We thrive on good discussions. There’s nothing as stimulating as a debate about an element of the craft of writing. As workshop participants, we’re encouraged to talk about these elements of craft with passion and tact.
As witness to and leader of nearly 200 workshop meetings, I’ve figured out a few things that help discussions flow. Our discussions are usually stellar, but, since we’re always trying to improve ourselves and our writing, I’d like to offer these six suggestions for improving our discussions as well.
1. Talk to each other, not the writer.
It’s tempting to talk to the writer, but don’t. The writer can’t respond, so when you address your comments to the writer, you’re creating a one-sided conversation. Talk to the other workshop participants. Better yet, see #2.
2. Ask questions.
This opens the floor for a debate. For example, if you say, “I think the use of the word lamb gave the poem a religious/Christian undertone. Did anyone else think that?” Workshop members now have a chance to weigh in.
3. Challenge each other to dig deeper.
If someone says something you don’t quite understand, ask him/her to clarify. Sometimes a simple “What do you mean by that?” will expose assumptions about a text—and this kind of stuff is very helpful to writers.
4. Do not give a laundry list of your responses.
You’ve read the story/essay/poem and written a ton of comments. Great! Do not feel compelled to read them all aloud. Use one at a time. If you recite a list, nobody will listen.
5. Focus on elements of craft, not line edits.
Most of the time, line edits aren’t fun to talk about. When you discuss line edits, you run the risk of rewriting the piece for the author, and that’s not what we’ve gathered here to do. It’s usually better to talk about character development, plot, setting, dialogue, and, in the case of poetry, meter, rhythm, rhyme, form, and sound.
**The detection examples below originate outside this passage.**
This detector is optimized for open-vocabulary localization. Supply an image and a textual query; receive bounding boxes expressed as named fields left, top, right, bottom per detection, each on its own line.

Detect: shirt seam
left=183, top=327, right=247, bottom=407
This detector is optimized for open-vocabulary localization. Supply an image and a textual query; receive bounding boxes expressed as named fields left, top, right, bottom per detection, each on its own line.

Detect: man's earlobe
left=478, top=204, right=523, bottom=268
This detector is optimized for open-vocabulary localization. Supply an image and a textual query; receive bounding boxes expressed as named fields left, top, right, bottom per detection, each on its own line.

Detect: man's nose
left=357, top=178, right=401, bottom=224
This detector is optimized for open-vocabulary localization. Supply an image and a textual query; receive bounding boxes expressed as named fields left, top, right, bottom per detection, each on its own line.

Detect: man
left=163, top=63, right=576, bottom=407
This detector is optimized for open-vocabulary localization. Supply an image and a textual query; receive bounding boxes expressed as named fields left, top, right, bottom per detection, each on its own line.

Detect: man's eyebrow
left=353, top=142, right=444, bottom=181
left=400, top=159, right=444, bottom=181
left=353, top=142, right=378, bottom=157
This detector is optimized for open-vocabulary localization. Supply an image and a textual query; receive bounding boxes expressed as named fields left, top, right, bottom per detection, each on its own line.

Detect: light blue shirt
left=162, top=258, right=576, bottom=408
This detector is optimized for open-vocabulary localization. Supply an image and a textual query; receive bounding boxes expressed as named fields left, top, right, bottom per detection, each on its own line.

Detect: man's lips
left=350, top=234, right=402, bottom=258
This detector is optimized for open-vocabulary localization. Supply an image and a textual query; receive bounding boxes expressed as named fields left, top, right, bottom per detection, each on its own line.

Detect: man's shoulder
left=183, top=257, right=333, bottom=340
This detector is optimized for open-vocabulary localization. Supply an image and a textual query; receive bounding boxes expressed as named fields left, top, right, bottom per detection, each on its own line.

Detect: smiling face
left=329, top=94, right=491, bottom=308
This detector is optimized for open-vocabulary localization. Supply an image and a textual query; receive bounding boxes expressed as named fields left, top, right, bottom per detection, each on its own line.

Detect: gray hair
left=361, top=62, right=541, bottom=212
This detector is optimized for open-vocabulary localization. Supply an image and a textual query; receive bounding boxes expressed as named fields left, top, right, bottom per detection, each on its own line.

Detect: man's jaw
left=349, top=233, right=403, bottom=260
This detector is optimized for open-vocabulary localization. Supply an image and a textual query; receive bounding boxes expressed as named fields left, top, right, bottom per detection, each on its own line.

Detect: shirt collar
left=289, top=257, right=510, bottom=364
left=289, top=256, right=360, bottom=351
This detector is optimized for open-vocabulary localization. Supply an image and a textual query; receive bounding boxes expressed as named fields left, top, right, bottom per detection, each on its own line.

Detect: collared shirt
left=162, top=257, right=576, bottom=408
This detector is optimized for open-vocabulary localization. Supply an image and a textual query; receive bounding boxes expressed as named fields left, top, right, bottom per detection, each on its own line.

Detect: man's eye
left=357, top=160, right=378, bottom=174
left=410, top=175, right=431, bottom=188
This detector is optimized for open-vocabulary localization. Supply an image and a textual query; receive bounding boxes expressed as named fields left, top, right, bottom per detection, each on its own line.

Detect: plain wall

It’s not as easy as you think. If you’re too busy thinking about the next thing you want to say, you won’t listen. And if you’re not listening, you’re not going to ask questions or challenge the speaker or move the conversation forward. So here’s a tip: Write down the thoughts that occur to you during the discussion and save them for a moment when the conversation naturally pauses. At the very least, you’ve written it down for the author—the only person who really needs to hear it.